J'avais envie de vous parler de l'excellent strip de Richard Thompson, Cul de Sac, depuis un certain temps. Je ne l'avais pas encore fait, essentiellement par manque de temps. Voilà que la triste nouvelle du décès de l'auteur me rattrape : Richard Thompson est mort le 27 juillet 2016, à 58 ans. Atteint de la maladie de Parkinson, il avait arrêté Cul de Sac en septembre 2012.
Les strips sur de jeunes enfants ont longtemps fleuri dans la presse, notamment états-unienne. Depuis The Katzenjammers Kids (Pim Pam Poum en français) créés par Rudolph Kirks en 1897, plusieurs chefs-d'œuvre de la bande dessinée mondiale sont issus de ce genre : les Peanuts et Calvin et Hobbes aux États-Unis, Mafalda en Argentine, etc. (on pourrait citer d'autres œuvres, européennes, telles que Quick et Flupke de Hergé, mais elles ne relèvent pas du comic strip quotidien à proprement parler). Entre le déclin qualitatif du comic strip de façon générale et cette multiplicité de chefs-d'œuvre déjà existant, il pouvait sembler difficile de renouveler le genre de façon pertinente : Schulz et Watterson n'avaient-ils pas déjà épuisé le potentiel comique de ce type d'histoires ?

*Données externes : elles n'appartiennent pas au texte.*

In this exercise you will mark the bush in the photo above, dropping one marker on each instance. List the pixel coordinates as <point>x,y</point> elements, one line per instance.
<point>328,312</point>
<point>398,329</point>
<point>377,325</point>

Richard Thompson nous a montré qu'il n'en était rien. Avec Cul de Sac, il a publié pendant 8 ans une œuvre personnelle et très drôle, clairement distincte de celles de ses illustres aînés.
Dans Cul de Sac, nous suivons le quotidien d'Alice Otterloop, une fille de maternelle à l'imagination débordante, pleine d'énergie et parfois difficile à canaliser. Ses amis l'accompagnent dans ses jeux et délires de façon plus ou moins consentante. Son frère, Petey est un fan de comics qui a des difficultés à entrer en contact avec le monde extérieur et avec ses camarades. Madeline et Peter, leurs parents, tentent tant bien que mal d'élever leurs exubérants bambins... On retrouve bien entendu certains éléments d'autres strips : Alice a une imagination presqu'aussi délirante que Calvin ; Petey a des difficultés relationnelles comme Charlie Brown. Mais, globalement, Richard Thompson a su trouvé un ton et créer des personnages vraiment originaux. Alice partage ses délires avec ses camarades, quitte à les déstabiliser. Petey a peur du contact avec les autres, comme il a peur du ballon lorsqu'il joue au football...
Le style graphique de Richard Thompson est également unique : très vif, il n'a pas l'aspect plus propre et policé des ses glorieux aînés, et ceci en parfaite adéquation avec sa narration très syncopée et ses personnages souvent au bord de l'hystérie. Cul de sac est vraiment une œuvre originale et très drôle, dans un genre pourtant à la fois très contraint et déjà riche en œuvres majeures.